Comparison to ONTrack
Next, we compared the performance of NGSpeciesID to the pipeline ONTrack from Maestri et al. (2019). This pipeline first clusters all reads using VSEARCH (Rognes et al., 2016), then randomly selects 200 reads, aligns those with Mafft (Katoh and Standley, 2013), calls the consensus with EMBOSS cons (http://emboss.sourceforge.net/apps/cvs/emboss/apps/cons.html), and lastly carries out polishing with 200 randomly selected reads using Nanopolish (https://github.com/jts/nanopolish.). We generated consensus sequences for all seven DNA barcodes from Maestri et al. (2019), which comprise Cytochrome C Oxidase Subunit 1 (COI) sequences of two snails and five beetles (Supplementary Table 1). We provide the respective alignments in the Supplementary (Supplementary files 7-13).
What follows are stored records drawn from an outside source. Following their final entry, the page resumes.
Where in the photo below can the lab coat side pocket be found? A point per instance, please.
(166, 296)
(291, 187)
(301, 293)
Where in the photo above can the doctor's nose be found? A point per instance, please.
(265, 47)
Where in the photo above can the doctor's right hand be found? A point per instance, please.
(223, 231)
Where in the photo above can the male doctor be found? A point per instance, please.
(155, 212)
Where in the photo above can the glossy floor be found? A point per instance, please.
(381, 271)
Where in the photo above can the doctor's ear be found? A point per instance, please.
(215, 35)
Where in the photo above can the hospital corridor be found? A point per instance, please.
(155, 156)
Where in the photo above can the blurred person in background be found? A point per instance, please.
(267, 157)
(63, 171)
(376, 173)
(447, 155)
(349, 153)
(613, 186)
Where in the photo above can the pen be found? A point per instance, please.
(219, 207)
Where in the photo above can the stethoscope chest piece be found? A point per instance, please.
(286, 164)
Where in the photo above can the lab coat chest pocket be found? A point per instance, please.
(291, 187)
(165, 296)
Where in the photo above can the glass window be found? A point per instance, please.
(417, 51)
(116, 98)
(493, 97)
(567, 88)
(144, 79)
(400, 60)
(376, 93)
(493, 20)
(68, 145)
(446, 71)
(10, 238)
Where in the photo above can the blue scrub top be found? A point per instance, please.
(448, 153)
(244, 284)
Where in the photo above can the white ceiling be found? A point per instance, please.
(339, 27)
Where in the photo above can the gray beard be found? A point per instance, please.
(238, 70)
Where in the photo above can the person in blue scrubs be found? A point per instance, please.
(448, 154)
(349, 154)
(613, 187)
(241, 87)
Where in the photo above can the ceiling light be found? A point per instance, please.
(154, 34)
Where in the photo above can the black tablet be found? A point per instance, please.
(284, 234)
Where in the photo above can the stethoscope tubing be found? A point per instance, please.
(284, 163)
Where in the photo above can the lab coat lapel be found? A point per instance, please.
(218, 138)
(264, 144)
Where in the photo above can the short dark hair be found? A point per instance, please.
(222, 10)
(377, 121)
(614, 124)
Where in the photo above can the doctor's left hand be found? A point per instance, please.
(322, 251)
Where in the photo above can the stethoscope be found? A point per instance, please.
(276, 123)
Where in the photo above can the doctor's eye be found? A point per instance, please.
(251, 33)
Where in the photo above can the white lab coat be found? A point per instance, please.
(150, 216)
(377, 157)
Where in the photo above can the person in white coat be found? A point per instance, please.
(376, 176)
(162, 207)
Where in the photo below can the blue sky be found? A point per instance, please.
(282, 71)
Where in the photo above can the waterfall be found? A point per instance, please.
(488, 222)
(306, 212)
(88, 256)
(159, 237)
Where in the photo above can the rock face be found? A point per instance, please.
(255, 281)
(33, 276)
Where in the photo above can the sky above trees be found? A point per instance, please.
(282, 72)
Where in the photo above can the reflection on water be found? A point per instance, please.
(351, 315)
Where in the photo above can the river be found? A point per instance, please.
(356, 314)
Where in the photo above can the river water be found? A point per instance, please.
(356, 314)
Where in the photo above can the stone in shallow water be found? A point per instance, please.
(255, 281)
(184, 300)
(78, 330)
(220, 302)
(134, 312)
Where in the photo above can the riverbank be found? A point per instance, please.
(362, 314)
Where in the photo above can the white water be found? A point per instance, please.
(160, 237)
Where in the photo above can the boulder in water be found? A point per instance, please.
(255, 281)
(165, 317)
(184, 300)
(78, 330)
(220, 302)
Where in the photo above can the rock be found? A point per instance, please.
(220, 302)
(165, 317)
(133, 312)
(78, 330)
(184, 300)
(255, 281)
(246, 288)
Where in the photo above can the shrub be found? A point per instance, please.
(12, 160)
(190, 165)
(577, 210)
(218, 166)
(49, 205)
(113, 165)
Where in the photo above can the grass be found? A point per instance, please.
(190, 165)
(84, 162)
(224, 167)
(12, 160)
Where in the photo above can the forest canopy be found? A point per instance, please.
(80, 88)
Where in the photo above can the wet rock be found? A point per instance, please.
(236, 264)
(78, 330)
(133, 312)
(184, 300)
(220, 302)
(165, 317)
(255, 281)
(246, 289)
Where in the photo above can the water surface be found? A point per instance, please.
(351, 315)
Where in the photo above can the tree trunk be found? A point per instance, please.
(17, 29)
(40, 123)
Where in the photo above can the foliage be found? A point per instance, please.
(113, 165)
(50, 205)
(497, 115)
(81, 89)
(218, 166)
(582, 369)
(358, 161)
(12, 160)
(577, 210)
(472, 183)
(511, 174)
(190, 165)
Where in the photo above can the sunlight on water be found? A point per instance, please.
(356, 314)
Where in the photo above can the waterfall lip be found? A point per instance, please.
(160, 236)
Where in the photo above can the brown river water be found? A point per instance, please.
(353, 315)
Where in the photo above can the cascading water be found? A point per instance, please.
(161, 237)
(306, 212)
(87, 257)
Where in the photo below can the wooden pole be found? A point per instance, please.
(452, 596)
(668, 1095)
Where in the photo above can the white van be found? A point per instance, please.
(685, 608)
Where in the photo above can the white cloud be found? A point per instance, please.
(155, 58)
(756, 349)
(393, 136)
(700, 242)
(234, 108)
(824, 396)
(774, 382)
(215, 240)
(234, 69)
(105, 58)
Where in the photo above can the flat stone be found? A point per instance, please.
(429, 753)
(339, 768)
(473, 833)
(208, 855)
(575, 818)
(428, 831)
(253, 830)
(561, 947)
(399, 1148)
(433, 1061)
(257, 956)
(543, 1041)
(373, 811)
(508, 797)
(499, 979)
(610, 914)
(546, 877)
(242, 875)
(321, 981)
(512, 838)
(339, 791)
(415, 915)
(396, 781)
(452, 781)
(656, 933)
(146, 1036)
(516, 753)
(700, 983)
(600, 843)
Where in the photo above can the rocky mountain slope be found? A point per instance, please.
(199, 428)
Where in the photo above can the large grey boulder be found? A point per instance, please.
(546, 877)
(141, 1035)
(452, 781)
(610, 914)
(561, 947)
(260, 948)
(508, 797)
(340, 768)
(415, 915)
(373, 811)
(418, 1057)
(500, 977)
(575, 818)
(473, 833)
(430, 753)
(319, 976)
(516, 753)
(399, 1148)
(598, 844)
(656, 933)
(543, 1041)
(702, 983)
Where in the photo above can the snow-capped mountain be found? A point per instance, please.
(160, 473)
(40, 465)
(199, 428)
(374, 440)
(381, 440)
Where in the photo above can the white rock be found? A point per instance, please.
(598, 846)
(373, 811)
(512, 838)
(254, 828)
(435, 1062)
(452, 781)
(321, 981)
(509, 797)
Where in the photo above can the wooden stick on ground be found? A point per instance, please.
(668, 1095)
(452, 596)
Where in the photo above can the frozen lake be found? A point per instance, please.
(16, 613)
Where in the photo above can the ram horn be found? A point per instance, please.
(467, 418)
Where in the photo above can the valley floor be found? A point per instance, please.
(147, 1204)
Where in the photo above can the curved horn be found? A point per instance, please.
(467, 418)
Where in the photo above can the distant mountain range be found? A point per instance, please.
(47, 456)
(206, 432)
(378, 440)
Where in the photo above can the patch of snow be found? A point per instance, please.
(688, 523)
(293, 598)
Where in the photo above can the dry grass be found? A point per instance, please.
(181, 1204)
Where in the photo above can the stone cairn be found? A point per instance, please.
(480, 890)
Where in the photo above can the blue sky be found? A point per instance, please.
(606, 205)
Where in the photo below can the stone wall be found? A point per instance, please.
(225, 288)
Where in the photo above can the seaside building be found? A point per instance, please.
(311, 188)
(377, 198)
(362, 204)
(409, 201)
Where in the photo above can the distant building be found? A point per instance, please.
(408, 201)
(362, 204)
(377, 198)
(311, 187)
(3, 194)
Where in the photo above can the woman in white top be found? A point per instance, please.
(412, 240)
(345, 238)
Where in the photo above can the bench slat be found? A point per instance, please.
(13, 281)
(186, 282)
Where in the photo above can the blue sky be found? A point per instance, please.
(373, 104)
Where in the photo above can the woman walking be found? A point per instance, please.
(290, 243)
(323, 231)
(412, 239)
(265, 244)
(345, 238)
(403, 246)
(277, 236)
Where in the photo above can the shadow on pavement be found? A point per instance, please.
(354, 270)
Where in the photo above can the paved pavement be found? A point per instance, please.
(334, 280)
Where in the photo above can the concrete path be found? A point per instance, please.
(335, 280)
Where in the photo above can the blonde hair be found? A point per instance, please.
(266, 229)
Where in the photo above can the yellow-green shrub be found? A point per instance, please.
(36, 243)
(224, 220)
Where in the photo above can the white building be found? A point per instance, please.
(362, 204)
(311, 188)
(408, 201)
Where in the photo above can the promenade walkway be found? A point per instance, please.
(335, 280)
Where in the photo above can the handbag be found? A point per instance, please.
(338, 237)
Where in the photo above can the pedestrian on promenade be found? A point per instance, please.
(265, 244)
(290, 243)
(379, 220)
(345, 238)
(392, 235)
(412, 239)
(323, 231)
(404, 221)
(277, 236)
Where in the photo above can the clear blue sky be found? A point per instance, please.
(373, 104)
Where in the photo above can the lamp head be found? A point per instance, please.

Previously, Krehenwinkel et al., (2019a) showed that consensus accuracy can decrease when too many reads (in the realm of a few hundred reads, depending on the error rate of the individual reads) are selected for the consensus generation, likely due to an increase in the signal to noise ratio. We thus randomly subsampled 300 reads using seqtk (https://github.com/lh3/seqtk), a number which has been shown to work well with Nanopore data (Krehenwinkel et al., 2019a). We see that the consensus quality is comparable between the two tools (Table 2), with accuracy of 99.8% to 100%. In five out of the seven DNA barcode sets both tools performed equally well, while in one each the two tools outperformed each other, however, differing by only 1 basepair (Table 2).